What do you think of Andrew Coyne's take?

And it was an expensive education. Let no one pretend that the signature achievements of the NDP years -- a near quadrupling of the deficit in one year, doubling the debt in three -- were some sort of accident. They were deliberate creations of policy. Of the more than $5-billion in additional spending that first year, just $1-billion was recession-related. The rest was discretionary -- such as the hefty pay hike for the province’s civil servants.

And the recession wasn’t all that awful. The previous decade’s was sharper: a 3.1% drop in real output, from 1981 to 1982, versus 1.9% in 1990-91. What distinguished Ontario’s experience was what came next -- that is, after that first budget: while the rest of the country recovered, Ontario languished for another two years.
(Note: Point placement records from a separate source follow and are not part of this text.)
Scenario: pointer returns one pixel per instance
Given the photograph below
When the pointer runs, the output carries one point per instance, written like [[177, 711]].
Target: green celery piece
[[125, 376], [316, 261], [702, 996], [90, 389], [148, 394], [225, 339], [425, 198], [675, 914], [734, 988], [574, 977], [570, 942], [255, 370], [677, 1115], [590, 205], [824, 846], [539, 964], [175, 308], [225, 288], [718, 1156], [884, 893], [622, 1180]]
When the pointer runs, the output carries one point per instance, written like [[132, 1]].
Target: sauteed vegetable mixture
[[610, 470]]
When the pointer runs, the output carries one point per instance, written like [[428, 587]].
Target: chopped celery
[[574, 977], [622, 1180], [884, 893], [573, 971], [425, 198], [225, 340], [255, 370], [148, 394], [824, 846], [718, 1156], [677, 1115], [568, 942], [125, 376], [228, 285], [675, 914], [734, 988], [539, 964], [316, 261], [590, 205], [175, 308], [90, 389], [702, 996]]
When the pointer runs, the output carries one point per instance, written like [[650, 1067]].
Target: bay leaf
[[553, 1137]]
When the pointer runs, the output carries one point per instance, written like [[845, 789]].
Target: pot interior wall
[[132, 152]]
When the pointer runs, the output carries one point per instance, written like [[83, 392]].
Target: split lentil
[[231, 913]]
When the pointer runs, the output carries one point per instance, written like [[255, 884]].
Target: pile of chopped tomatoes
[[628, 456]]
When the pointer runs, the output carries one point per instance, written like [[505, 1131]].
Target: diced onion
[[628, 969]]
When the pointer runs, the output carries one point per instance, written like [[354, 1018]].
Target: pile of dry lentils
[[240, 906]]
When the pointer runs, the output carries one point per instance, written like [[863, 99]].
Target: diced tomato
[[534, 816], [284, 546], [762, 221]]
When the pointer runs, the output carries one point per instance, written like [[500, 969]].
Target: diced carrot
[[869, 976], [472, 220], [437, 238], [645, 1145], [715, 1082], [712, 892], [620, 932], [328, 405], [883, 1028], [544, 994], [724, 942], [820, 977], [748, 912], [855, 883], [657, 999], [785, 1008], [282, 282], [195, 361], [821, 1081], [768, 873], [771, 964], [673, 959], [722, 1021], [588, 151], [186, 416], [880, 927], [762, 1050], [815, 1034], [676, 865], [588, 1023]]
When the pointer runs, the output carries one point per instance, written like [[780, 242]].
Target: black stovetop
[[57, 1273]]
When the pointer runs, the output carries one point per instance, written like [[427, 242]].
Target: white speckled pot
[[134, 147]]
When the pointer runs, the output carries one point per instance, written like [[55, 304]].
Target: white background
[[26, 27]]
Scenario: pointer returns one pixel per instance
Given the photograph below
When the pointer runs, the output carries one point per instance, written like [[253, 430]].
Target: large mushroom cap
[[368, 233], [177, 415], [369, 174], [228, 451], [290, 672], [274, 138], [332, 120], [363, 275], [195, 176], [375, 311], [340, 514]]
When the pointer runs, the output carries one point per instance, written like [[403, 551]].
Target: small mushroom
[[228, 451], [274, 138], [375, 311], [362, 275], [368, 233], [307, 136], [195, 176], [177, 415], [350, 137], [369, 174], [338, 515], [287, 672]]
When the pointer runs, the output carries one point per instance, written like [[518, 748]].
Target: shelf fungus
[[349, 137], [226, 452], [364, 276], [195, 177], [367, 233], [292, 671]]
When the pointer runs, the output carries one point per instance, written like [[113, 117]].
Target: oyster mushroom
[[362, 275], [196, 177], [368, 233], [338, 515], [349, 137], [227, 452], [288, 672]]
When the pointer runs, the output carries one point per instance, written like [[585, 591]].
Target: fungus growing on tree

The Rae government raised taxes, repeatedly, in a desperate attempt to restore order to its finances. Yet revenues, as a share of GDP, were higher under the tax-cutting Harris Tories than under the NDP.

Rural Ontario Liberal said...

The stock value of Andrew's credibilty and expertise in economics just dropped dramatically with his claim that
"the recession wasn't that awful".

$%%#@!@.. the recession was the worst since the Great Depression.

Marc Lee, a professional economist provides a good counter-analysis/defence in this post at Tyee.

I'm not an economist, thus I will defer to the experts on this one, in this case Marc Lee over Andrew.

Andrew Coyne should send his faulty abacus in for repairs, and tone down the rhetoric...it weakens his argument and clouds his judgment.

Although I do recognize that Andrew has substantial educational credits in Economics, his professional expertise is in writing. And, as we see from the example above, he can bend and stretch facts with ease. No wonder he and the Globe parted ways.

...You asked what I thought of Andrews take.